Foreign loans drop 7.3% in first quarter

 

IRISH DOMESTIC banks continue to pull back on foreign lending, with Central Bank statistics showing that levels fell by 7.3 per cent, or €10.5 billion, to €133 billion in the first quarter of 2012. In the year to March 2011, foreign lending fell by 27 per cent on an annual basis.

According to the Central Bank, the reduction is expected given that the domestic banking groups are downsizing their operations abroad and disposing of overseas units. “This trend is likely to persist with the continuing downsizing, and retrenchment into the Irish market, by the domestic banks,” it added.
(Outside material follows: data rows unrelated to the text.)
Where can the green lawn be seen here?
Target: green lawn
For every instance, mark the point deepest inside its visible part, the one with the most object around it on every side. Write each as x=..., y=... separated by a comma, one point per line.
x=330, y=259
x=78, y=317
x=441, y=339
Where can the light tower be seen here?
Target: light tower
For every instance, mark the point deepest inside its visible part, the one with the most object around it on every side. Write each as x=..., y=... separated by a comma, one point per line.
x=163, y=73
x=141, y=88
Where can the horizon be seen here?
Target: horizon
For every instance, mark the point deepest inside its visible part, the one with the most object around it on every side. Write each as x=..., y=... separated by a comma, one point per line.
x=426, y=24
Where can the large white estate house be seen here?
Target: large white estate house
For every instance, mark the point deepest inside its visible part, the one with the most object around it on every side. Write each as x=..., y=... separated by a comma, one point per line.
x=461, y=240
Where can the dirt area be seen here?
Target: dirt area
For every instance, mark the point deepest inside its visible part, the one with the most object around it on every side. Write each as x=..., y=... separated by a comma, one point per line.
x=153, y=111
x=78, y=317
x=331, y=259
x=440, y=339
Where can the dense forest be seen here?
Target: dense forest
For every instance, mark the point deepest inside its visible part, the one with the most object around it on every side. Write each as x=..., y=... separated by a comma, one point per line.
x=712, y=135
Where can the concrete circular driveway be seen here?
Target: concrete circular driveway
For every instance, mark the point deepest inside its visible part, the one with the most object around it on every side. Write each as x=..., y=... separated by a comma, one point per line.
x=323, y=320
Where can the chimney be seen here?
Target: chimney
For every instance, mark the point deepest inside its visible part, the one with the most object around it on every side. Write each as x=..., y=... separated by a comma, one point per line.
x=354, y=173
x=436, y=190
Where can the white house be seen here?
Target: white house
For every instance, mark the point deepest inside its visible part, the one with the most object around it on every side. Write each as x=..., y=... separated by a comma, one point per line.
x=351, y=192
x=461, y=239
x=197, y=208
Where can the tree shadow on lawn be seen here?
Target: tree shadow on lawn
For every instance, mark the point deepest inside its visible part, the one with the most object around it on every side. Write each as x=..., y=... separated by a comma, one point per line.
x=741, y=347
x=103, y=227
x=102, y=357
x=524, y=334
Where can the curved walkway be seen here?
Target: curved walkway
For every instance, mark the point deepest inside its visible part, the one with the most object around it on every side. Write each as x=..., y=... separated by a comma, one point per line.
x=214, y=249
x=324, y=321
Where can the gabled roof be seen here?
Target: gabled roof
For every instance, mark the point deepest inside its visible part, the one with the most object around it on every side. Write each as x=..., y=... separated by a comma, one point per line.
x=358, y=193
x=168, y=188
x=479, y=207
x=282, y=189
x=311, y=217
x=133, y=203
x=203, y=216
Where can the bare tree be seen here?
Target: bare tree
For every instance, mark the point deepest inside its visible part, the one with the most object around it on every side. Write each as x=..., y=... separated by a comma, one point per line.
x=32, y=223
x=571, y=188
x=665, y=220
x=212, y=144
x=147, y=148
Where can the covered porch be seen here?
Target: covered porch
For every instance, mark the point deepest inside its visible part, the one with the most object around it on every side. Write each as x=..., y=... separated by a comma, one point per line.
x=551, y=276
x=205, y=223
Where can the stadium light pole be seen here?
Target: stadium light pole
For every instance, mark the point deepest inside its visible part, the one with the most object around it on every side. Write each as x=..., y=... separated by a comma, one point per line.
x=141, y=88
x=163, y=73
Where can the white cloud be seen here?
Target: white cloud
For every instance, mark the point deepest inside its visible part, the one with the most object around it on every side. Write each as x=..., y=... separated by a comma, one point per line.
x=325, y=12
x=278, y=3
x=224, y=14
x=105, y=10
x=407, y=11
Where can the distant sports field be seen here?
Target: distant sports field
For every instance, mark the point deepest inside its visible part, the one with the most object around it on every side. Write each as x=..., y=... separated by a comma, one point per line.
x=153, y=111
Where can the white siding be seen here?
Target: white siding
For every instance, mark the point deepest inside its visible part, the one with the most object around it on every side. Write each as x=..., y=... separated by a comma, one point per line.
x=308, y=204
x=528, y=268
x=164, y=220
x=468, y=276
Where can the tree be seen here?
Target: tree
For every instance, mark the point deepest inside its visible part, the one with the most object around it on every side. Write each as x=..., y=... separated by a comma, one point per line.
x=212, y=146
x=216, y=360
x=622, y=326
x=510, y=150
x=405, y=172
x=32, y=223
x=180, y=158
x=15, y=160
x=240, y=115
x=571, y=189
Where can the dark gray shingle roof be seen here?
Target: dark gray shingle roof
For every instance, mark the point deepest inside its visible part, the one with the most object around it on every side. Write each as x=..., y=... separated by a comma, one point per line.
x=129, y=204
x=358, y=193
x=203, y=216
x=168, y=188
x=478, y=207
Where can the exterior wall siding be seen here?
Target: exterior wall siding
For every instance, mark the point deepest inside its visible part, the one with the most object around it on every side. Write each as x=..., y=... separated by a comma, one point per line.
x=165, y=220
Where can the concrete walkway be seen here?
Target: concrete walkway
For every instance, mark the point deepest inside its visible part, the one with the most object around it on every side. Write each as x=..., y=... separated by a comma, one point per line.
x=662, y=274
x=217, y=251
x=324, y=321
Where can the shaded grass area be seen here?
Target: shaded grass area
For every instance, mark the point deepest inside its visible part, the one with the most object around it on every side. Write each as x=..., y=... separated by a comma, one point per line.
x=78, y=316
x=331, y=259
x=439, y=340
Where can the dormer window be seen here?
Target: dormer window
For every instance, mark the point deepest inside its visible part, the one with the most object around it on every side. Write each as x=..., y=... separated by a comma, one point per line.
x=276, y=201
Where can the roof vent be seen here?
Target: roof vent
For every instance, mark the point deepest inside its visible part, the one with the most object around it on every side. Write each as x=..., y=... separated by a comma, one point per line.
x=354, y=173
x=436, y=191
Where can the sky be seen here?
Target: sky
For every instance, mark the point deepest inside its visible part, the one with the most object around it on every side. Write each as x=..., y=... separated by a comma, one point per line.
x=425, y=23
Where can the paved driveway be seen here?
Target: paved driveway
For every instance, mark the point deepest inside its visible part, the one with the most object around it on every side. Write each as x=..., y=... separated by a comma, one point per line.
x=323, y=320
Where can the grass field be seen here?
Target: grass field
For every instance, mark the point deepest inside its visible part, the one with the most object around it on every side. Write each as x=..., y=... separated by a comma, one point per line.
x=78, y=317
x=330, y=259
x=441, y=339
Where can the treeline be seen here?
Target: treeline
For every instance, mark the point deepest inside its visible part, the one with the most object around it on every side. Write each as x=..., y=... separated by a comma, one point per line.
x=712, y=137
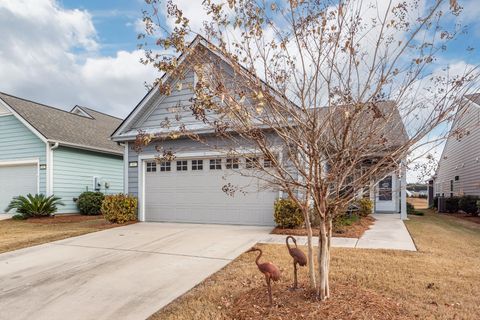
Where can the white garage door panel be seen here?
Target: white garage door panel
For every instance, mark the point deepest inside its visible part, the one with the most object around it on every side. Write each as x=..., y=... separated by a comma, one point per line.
x=15, y=181
x=197, y=196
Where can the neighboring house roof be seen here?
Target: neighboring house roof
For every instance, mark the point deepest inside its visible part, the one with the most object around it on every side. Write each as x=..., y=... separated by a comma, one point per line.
x=67, y=128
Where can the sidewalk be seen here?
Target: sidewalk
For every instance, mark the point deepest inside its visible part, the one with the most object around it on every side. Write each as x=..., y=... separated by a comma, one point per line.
x=388, y=232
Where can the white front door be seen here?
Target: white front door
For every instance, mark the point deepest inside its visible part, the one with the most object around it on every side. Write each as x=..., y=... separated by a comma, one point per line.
x=192, y=190
x=387, y=194
x=16, y=180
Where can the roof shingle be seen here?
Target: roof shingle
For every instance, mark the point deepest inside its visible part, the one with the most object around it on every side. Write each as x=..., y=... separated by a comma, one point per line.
x=62, y=126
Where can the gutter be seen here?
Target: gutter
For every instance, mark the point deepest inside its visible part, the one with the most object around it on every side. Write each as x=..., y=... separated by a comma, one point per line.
x=83, y=147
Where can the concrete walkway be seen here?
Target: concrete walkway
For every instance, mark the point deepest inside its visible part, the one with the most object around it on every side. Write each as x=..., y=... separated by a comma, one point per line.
x=388, y=232
x=122, y=273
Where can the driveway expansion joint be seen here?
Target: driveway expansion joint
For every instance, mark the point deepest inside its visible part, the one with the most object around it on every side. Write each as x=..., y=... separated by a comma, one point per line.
x=143, y=251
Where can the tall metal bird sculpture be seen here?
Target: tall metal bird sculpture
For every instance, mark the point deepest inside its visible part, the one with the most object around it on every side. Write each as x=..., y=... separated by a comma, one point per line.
x=270, y=271
x=298, y=258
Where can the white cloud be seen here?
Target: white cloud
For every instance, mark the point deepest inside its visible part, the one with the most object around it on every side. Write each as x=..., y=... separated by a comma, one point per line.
x=50, y=54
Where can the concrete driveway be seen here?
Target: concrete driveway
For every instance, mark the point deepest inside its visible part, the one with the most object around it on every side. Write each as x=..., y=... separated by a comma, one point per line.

The greatest reduction was seen in lending to foreign credit institutions, which fell by 17.7 per cent down to €15 billion in the first quarter, followed by the private sector, where lending declined by 6.7 per cent to €105.3 billion.

Lending to foreign public sector institutions increased by 2.7 per cent to €12.7 billion.

The retrenchment from foreign markets was most notable in the fall in lending to the US and UK private sectors. The UK now accounts for 75 per cent of all foreign lending from domestic Irish banks, up from 57 per cent in September 2010, at €99.2 billion. However the amounts outstanding continue to decline, with loans falling by 6.5 per cent or € 6.9 billion in the first three months of the year.

In line with continued deleveraging by Irish banks in the US, lending levels declined further in the first quarter, by about €1.3 billion or 15.8 per cent. The US remains the second largest location for foreign lending.

France, Spain and Germany continued to hold a sizeable share of foreign claims, although they declined by a collective €201 million over the quarter. Lending to Poland fell by 3.5 per cent and by 7.7 per cent to the Isle of Man.